Grant Maxie is motivated to come to work every day by things that would make others want to stay home: avian influenza, Q fever, H1N1 and West Nile virus, to name just a few.
The challenge of identifying, monitoring and testing for new and emerging diseases is what makes the director of U of G’s Animal Health Laboratory (AHL) keen to get to campus each morning ─ even after 40 years.
These days, he has a larger, newer and shinier “office” to come to as well. In October, the University officially opened the Pathobiology – Animal Health Laboratory building, a $62-million, four-storey, 126,000-square-foot hub for investigating diseases and solving animal and public health problems.
About one- third of the building is dedicated to AHL, which provides specialized diagnostic services for veterinarians and public- and private-sector clients as a partner in the Ontario Animal Health Surveillance Network with the Ontario Ministry of Agriculture, Food and Rural Affairs (OMAFRA).
Already recognized internationally as a leader in detecting and controlling infectious pathogens, AHL is now even better and stronger. Its testing and detection equipment is state-of-the-art, and its new laboratories are better configured and more elaborate.
Strolling along the hallways of the laboratory, which occupies the first and second floors of the new building, Maxie resembles a proud new father. “We have unique technology that distinguishes us, making us the most sophisticated veterinary diagnostic lab in Ontario.” There are open-concept laboratories that encourage cross-training. “The idea is that you can see what your colleagues are doing and share tasks and technology better.”

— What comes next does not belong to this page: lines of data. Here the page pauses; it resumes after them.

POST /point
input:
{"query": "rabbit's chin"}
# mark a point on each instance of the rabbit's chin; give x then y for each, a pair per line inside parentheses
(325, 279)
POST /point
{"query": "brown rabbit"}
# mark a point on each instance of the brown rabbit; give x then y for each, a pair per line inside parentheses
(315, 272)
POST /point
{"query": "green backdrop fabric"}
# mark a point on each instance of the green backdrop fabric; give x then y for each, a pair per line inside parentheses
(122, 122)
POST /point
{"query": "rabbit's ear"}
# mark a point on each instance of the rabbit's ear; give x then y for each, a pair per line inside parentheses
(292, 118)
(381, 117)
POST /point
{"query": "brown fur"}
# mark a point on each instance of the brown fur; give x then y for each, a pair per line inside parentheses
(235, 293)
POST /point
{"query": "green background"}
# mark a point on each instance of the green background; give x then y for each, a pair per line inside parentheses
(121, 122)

Specialized areas allow for detecting foreign animal diseases, testing for TSEs (rare degenerative brain disorders called transmissible spongiform encephalopathies), and performing a variety of enzyme-linked immunosorbent assays (ELISAs).
Cutting-edge machines do everything from determining causes of animal disease to characterizing viral gene sequences.

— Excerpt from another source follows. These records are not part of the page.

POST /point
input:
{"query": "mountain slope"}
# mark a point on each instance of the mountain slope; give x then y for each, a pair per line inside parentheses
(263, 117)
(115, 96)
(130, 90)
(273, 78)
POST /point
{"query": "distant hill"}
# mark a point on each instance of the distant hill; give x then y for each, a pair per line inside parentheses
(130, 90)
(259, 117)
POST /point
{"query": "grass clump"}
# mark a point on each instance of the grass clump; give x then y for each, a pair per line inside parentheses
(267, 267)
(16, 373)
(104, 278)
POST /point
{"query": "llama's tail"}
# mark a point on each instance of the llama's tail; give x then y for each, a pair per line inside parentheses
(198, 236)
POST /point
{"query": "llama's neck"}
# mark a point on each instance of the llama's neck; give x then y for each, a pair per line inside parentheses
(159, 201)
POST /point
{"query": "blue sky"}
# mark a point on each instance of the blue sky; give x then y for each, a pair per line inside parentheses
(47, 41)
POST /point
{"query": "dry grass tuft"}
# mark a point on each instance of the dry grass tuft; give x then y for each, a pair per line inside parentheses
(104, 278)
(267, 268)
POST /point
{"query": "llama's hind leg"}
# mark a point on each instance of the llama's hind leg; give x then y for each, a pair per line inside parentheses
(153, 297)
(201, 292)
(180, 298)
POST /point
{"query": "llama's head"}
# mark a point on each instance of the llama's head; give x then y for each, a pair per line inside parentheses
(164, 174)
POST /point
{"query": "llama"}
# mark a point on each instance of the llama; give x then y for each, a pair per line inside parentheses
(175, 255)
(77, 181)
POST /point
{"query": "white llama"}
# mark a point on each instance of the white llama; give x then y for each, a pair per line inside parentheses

The building affords improved biosecurity and biocontainment too, especially for the postmortem suite and its enhanced containment labs. “Tighter security means we can deal better with bad bugs,” Maxie says. “We are not tracking anything in, and we are not taking anything home.”

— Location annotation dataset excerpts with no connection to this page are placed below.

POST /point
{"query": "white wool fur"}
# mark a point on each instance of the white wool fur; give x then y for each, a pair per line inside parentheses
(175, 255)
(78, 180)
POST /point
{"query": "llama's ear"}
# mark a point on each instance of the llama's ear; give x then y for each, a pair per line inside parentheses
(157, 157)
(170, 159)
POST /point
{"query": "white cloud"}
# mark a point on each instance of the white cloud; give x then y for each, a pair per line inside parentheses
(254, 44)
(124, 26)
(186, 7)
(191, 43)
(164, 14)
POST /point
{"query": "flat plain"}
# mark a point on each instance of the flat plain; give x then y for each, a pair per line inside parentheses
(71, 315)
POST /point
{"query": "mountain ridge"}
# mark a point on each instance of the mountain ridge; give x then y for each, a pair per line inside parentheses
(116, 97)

Of course, it’s not just “new house” pride that has him so enthusiastic. Rather, he knows that this is where the next disease outbreak will be monitored, an emerging pathogen detected, or a potentially dangerous disease prevented. “There is always something new emerging. We’re always in the front line ready to detect and help understand these challenges,” he says.
Among past challenges, AHL has monitored mad cow disease and rabies, provided expertise on zoonotic agents such as influenza A virus, and even helped solve a major international mystery. In 2007, tests conducted in AHL’s Laboratory Services helped explain how melamine-contaminated pet food was killing dogs and cats in North America. “That was a big event,” Maxie says.
He has led the laboratory since it moved to U of G in 1997 under the University’s enhanced partnership with OMAFRA. He oversees a staff of about 100 full- and part-time employees, including 17 veterinarians, all working as a team to provide excellent client service.
The Animal Health Laboratory is in the third year of a five-year, $7.5-million OMAFRA strategic investment in animal health that has supported more than 40 research and development projects. “It’s a big investment that has given us plenty of opportunity to move forward,” he says. OMAFRA also provided $25 million toward the new building.
Maxie came to Guelph in 1969 as a 23-year-old grad of the Western College of Veterinary Medicine in Saskatchewan. His subsequent PhD in clinical pathology took him to Kenya in 1974 to study protozoal disease for three years. “I was young and mobile and ready for an adventure.”
His future wife joined him in Kenya to work as a clinician at the University of Nairobi, and they were married in Kenya. Prof. Laura Smith-Maxie is a long-time OVC neurologist, and their two children are U of G graduates in engineering and math and in wildlife biology.
Maxie has worked as a faculty member in the Department of Pathobiology and as a pathologist for OMAFRA. He has edited the Canadian Veterinary Journal and the three-volume Jubb, Kennedy & Palmer’s Pathology of Domestic Animals, and has served on the council of the College of Veterinarians of Ontario.
“There has been a lot of evolution in this job,” he says. “Things just keep happening; it’s never boring!”